A Chinese road crew, working on a highway in eastern China, has found an approximately 700-year-old mummy of a high-ranking woman from the Ming Dynasty, which is famous for restoring the Great Wall, building Beijing’s Forbidden City, and establishing the first trade contacts with countries such as Spain, Portugal and the Netherlands.
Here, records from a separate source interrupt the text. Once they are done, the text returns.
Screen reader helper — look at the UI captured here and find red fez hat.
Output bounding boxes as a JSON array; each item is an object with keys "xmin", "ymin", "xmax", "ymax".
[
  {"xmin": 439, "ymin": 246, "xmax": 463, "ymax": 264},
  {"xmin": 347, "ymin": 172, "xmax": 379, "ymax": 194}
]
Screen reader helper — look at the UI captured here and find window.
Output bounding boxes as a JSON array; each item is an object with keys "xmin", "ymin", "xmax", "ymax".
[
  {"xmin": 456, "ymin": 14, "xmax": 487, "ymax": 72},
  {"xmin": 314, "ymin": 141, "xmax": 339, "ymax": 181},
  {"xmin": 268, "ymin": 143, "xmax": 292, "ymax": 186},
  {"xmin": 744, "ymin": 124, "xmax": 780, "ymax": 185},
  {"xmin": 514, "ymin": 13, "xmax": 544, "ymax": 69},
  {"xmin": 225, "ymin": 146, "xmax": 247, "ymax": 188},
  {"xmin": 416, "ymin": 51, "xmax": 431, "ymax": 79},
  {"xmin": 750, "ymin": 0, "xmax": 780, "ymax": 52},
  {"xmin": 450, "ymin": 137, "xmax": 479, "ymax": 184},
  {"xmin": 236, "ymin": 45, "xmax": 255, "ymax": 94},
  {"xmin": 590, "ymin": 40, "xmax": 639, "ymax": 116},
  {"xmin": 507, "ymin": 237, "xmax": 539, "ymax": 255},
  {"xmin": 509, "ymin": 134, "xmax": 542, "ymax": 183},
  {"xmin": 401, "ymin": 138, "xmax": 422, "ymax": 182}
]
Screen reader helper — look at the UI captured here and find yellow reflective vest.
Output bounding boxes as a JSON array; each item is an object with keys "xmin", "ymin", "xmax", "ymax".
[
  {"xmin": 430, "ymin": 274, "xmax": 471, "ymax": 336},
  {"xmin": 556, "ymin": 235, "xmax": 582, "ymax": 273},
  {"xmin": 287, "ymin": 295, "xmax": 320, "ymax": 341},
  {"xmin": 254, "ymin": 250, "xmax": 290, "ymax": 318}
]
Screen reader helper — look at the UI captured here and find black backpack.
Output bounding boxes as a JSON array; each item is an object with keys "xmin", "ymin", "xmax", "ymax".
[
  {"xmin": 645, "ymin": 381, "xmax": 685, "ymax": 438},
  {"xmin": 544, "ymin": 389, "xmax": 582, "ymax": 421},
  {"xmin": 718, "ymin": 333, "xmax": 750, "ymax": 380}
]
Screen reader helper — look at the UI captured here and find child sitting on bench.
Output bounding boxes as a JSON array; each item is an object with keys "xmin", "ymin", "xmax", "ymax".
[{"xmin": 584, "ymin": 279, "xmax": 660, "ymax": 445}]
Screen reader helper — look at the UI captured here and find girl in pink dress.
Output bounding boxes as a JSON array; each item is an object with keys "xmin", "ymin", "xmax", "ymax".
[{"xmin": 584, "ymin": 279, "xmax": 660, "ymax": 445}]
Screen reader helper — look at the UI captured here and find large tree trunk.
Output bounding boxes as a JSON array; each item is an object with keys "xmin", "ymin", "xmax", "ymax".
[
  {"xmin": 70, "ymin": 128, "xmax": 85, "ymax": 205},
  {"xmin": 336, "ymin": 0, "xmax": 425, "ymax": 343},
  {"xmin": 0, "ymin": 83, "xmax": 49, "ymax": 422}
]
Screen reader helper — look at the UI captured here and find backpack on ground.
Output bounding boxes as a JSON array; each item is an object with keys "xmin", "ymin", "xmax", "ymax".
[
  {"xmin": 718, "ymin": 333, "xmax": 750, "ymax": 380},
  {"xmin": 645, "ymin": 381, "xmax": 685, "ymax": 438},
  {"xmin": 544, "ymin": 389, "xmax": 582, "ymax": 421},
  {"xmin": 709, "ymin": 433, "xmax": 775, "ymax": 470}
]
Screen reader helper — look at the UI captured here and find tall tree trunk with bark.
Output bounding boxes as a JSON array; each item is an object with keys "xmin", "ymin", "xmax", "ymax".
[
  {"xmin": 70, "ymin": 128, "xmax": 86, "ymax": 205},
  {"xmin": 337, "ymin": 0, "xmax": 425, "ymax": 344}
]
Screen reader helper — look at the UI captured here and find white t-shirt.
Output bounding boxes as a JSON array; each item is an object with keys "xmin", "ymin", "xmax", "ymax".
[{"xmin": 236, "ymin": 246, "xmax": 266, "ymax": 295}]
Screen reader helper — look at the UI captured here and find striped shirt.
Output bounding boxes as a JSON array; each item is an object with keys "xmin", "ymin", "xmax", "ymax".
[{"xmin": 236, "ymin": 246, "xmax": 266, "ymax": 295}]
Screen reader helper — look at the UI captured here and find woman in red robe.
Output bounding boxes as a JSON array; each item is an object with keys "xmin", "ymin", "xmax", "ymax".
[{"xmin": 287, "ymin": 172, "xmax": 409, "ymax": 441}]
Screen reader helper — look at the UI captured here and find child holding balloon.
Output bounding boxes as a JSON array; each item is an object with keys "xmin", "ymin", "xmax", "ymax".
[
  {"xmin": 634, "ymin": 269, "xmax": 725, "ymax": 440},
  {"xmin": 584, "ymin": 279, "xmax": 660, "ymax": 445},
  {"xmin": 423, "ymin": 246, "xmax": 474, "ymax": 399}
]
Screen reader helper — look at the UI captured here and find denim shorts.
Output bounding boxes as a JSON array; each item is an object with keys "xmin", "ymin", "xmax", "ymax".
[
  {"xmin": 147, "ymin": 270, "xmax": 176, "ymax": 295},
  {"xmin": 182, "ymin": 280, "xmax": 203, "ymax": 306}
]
The woman was lying in a wooden coffin roughly 61⁄2 feet beneath the surface of the earth, and the body is so well preserved that even eyelashes, skin and hair are intact. Her traditional Ming silk and cotton dress and shoes appear to be almost new. The woman, who is believed to have been between 50 and 60 years old when she died, was just under 5 feet tall, and she wore a ring on her right hand’s middle finger — an indication that she belonged to a wealthy family. There were also pottery and texts in the coffin; two other coffins nearby contained practical things for the afterlife, such as coats, skirts, hats, shoes, pillow covers, bronze coins and an ear cleaner.

Why the woman is so well preserved is scientists’ biggest question. The mummy was covered by brownish groundwater when the coffin was opened, and archaeologists think that it may have functioned as preservation liquid. The Ming Dynasty had extremely skilled mummifying experts, and scientists hope that the new find will reveal more about their methods.

The woman, who measured just under 5 feet tall, is thought to have been 50 to 60 years old when she died. The wooden coffin that held the mummified body was found submerged in water. The water may have helped preserve her.